Fascinating reading, and I agree with you and Schneider about the necessity of an additional embodied component to history. Your reading of "Ghosts, Cowboys" also seems to be dancing around memory--contained in the mind, but also a private re-performance of past events. Memory also walks the line between fidelity and embodied affect, and I'm wondering--what are your thoughts as to the validity and role of memory as another site for inquiry and knowledge?

Jenny Colmenero said...

Ugh, the problem with commenting on Sunday nights is that not only do I want to engage with this great collaborative piece, but I also want to engage with all the provocative comments. Damn discursive dialogues...

While reading your final question, I found myself thinking of the forward to Toni Morrison's Beloved, which I think we established in class that literally Everyone, Ever has read.

Morrison writes that part of the impetus to write Beloved at the particular historical moment that she did, was as a way to negotiate a very different political and embodied experience of the 1980s: abortion and the right to choose it. Seems like there might be something in this that begins to approach your question -- the way that abortion and the very personal, very embodied experience of being denied access to your own body becomes a catalyst for speaking back to the past.

Now reading Sarah's comment, I also have a question for her -- is there a way to separate embodied experience from consciousness, when consciousness itself is embodied? I feel like I intuitively understand the distinction you're drawing but I can't neurobiologically back that up. What we feel can only be articulated by our consciousness, though I suppose there is a gap between perception (the feeling) and consciousness (the articulating)...

Ashley said...

Hi Megan and Aaron,

Like those that have gone before me in the commenting queue, I am also drawn to the poignancy of embodiment as a site (or cipher) for consciousness and memory. I found your close readings particularly adept at weighing in on questions of fidelity (is it enough to state “observable imprints of the past” or do we have to try to capture what is sensed?).

While your passages elucidate how formative bodied experiences are to transmitting historical and immediate knowledge (especially eating; Eating is a touchstone for so many social and cultural acts, I wish you could have expounded more on this!), I couldn’t help but wonder that in your text’s questions about cataloguing history, aren’t inevitably all these catalogues and transmissions about how one felt, how one touched, how one ate, mediated by language? Surely, to remember how someone felt as a tumor grew inside him/her, a narrator or archivist cannot re-perform this. Nor can someone re-perform the act of dying by gunshot wound.
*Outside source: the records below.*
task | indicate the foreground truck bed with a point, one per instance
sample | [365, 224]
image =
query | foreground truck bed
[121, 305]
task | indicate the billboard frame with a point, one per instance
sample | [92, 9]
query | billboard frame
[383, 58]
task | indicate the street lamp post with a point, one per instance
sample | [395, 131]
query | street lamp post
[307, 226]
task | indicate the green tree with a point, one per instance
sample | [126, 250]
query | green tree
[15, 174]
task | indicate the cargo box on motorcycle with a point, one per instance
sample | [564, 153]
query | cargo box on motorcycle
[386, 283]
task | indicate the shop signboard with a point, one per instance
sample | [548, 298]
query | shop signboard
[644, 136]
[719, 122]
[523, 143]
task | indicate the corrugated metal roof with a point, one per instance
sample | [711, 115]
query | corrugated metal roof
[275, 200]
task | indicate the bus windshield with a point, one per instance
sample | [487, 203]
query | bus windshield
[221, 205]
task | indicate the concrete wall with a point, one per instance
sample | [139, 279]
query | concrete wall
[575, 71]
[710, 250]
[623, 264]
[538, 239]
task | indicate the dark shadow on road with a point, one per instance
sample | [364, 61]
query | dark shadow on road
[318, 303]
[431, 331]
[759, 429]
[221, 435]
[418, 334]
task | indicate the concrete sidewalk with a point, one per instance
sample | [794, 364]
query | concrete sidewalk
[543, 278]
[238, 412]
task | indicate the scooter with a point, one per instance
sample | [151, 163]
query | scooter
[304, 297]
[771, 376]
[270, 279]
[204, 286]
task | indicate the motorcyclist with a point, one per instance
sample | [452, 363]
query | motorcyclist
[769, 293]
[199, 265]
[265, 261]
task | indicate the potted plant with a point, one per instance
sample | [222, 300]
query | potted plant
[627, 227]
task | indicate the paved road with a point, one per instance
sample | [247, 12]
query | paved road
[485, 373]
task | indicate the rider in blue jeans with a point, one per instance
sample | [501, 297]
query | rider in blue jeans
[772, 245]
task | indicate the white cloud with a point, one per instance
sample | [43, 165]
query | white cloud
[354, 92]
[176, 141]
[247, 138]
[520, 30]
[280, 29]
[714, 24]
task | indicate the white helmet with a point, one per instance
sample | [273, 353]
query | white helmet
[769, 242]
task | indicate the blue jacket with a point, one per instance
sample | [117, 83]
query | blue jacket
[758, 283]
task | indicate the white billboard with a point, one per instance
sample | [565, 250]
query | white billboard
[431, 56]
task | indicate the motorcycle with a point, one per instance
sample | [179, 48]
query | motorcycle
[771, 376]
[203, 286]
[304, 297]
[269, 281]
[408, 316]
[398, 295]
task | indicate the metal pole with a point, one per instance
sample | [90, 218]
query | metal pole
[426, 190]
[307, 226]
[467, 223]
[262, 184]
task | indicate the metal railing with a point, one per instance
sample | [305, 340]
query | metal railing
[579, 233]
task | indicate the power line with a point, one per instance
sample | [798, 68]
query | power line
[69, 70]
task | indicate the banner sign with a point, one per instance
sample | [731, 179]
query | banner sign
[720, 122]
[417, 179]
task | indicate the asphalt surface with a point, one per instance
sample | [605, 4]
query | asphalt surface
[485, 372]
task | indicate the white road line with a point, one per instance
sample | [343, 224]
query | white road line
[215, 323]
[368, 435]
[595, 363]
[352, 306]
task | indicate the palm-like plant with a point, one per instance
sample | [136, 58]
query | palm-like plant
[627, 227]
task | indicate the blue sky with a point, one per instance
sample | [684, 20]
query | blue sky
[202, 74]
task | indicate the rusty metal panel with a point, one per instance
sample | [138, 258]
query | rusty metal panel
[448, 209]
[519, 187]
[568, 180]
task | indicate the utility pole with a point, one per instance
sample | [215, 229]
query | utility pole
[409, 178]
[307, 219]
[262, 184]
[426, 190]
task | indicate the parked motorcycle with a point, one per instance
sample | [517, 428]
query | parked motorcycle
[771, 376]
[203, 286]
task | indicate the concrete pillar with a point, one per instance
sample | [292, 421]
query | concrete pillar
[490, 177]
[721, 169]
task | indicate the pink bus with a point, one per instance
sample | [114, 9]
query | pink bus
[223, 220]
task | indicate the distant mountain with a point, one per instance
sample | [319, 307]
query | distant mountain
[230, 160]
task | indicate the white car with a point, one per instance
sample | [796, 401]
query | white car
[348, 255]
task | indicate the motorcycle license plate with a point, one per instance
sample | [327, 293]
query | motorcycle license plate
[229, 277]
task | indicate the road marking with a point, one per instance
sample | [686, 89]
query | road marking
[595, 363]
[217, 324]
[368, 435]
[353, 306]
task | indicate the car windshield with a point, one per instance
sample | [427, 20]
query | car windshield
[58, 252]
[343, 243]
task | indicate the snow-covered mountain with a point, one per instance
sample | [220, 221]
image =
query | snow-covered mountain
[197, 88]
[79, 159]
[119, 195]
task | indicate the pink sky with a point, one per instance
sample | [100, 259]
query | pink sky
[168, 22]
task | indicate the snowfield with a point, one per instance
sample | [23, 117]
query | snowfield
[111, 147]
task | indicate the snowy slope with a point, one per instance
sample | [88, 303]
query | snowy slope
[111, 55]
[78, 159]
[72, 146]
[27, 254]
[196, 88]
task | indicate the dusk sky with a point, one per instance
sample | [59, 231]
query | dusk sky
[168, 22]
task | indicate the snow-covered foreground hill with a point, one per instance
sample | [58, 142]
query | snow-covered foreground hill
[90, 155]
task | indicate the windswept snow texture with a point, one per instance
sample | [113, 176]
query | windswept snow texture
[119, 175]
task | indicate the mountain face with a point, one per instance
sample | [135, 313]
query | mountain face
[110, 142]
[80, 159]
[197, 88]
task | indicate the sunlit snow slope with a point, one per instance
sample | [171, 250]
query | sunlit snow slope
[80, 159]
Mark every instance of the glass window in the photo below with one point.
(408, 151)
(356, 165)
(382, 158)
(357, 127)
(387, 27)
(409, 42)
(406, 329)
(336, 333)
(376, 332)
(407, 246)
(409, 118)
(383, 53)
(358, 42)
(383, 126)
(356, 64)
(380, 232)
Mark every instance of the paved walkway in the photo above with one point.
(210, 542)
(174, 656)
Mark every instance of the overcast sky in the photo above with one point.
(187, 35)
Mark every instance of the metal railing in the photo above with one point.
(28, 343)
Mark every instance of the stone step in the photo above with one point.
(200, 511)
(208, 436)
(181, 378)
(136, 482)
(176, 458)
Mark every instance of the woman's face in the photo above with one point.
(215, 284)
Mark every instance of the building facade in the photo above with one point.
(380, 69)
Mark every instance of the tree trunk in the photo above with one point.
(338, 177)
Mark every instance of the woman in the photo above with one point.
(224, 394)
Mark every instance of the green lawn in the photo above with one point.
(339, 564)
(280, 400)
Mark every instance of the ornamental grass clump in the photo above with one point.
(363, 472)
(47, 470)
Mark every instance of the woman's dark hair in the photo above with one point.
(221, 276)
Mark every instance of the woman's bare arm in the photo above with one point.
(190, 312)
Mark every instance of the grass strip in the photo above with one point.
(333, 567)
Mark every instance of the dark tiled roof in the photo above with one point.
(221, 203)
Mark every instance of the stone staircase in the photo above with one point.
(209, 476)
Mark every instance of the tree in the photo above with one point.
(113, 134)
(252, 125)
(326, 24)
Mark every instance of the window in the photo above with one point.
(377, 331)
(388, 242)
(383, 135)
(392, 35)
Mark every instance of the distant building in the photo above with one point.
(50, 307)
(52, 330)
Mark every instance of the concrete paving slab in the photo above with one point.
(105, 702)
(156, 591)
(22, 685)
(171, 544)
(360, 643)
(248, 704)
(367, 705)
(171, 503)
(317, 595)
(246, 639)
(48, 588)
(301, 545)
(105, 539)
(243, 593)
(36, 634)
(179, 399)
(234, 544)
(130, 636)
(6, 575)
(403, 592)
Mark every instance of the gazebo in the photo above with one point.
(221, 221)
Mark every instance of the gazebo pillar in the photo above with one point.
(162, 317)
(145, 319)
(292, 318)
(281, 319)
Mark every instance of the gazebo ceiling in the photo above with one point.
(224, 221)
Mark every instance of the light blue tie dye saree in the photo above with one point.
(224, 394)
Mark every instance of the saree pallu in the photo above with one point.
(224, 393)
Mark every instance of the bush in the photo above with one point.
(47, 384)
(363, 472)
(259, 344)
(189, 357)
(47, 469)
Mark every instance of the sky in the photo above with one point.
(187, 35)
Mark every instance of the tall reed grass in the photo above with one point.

In other words, vis-à-vis your last question about whether we generalize from this reading to argue that embodied experiences that are not reenactments (in the strictest sense of this term) still constitute responses to history “we [can] generalize…that embodied experiences that are not reenactments…still constitute responses to history”, I say that they certainly can, but many can only do so through language.

I wonder also about time. Your passage from Schneider also raises the prospect of time: that if “getting the details as possible to fidelity, they will have touched time and time will have recurred.” Given the importance of recalling/recounting embodied experience to recovering and responding to history in your post, I wonder how that expands outwards to the concept of “time” (which I would argue—but not possibly in a cogent manner—seems different from “history” per se)?